Artificial intelligence (AI) has a transformational effect in every industry and will likely be the foundation of a fourth industrial revolution. On the other hand, the application of AI and its associated machine learning (ML) tools within wireless networks, while promising, is still in its nascent stages.
The National Science Foundation, in partnership with Intel, has announced $9 Million in awards to 22 teams around the United States for the Machine Learning for Wireless Networking Systems (MLWiNS) program. The purpose of setting up the government and industry partnership program is to explore the use of Machine Learning techniques to advance wireless network design and operations to accelerate innovation in wireless systems.
Lingjia Liu from the Bradley Department of Electrical and Computer Engineering at Virginia Tech will lead the project entitled "Deep Neural Networks Meet Physical Layer Communications Learning with Knowledge of Structure" in collaboration with Lizhong Zheng from the Electrical Engineering and Computer Science Department at Massachusetts Institute of Technology.
This multi-university collaborative project focuses on the physical layer of wireless networks, where analytical solutions, clearly defined performance benchmarks, as well as clearly isolated modeling deficiencies are usually present. The critical challenge is to utilize the analytical results whenever possible and focus the powers of machine learning and artificial intelligence on those parts of the system where the conventional approach fails, including non-linear, non-Gaussian, and non-stationary elements. The two researchers will exploit information-theoretic tools to develop new algorithms that can better address non-linear distortions and relax simplifying assumptions on the noise and impairments encountered in wireless networks.
The MLWiNS award is an extremely competitive program with a very low funding rate. The total budget of the project is $810,000 for a period of three years. Liu and Virginia Tech's share of the award is approximately $410,000.

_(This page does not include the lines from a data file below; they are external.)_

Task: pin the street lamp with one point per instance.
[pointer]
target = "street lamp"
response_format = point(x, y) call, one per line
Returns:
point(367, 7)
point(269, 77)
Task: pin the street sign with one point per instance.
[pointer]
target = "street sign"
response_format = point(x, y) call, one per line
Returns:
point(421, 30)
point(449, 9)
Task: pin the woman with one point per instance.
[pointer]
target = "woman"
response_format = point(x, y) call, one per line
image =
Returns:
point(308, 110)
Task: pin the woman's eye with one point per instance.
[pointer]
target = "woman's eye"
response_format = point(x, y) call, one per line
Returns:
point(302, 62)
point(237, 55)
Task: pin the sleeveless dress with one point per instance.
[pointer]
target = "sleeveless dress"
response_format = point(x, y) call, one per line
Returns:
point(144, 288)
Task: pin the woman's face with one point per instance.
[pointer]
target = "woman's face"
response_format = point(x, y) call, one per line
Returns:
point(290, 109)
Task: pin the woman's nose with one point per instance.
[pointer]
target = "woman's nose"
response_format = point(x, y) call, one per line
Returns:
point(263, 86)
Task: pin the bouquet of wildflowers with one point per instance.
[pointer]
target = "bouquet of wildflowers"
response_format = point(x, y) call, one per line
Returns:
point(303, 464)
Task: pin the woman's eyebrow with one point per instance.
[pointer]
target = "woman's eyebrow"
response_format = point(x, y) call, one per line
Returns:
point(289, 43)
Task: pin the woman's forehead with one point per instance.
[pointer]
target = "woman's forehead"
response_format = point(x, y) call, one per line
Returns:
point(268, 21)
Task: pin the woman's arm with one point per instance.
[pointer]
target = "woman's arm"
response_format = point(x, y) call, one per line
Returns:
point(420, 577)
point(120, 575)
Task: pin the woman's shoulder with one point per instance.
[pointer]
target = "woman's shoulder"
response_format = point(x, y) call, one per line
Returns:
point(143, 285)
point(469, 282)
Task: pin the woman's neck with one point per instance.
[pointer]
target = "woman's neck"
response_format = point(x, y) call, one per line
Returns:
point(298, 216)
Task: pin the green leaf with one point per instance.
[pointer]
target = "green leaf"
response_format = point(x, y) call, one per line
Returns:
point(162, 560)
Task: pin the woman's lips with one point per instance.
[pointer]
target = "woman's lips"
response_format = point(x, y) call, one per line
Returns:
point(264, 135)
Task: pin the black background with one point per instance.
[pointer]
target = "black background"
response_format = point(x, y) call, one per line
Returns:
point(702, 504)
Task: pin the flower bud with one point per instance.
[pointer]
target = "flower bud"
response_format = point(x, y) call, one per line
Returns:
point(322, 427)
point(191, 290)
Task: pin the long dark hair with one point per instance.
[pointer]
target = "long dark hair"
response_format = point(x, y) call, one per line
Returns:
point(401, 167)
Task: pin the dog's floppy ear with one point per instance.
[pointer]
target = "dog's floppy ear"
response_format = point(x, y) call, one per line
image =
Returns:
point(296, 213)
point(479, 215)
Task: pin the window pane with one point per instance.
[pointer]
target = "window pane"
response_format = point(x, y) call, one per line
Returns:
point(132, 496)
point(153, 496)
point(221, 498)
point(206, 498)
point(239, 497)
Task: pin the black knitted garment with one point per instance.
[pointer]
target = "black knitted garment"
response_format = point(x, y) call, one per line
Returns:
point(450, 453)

Liu, Associate Professor within the Bradley Department of Electrical & Computer Engineering at Virginia Tech, stated, "Some fundamental difficulties remain in applying learning-based data-driven techniques in communication problems. They generally cannot match the results from the more conventional model-based approaches in offering insights to understand entire families of communication problems."
"5G and Beyond networks need to support throughput, density, and latency requirements that are orders of magnitudes higher than what current wireless networks can support. They also need to be secure and energy-efficient," said Margaret Martonosi, Assistant Director for Computer and Information Science and Engineering (CISE) at the National Science Foundation.
Martonosi continued, "The MLWiNS program was designed to stimulate novel machine learning research that can help meet these requirements. The awards announced today seek to apply innovative machine learning techniques to future wireless network designs to enable such advances and capabilities."
Gabriela Cruz Thompson, Director of university research and collaborations at Intel Labs, added, "Since 2015, Intel and NSF have collectively contributed more than $30 million to support science and engineering research in emerging technology areas. MLWiNS is the next step in this collaboration and has the promise to enable future wireless systems that serve the world's rising demand for pervasive, intelligent devices."
Thyaga Nandagopal, Deputy Division Director at National Science Foundation, commented, "The intersection of AI and Wireless has the potential to simplify a complex decision-making domain (i.e., wireless networking) that touches upon policy, technology, economics, and human factors. This program will hopefully show the way forward.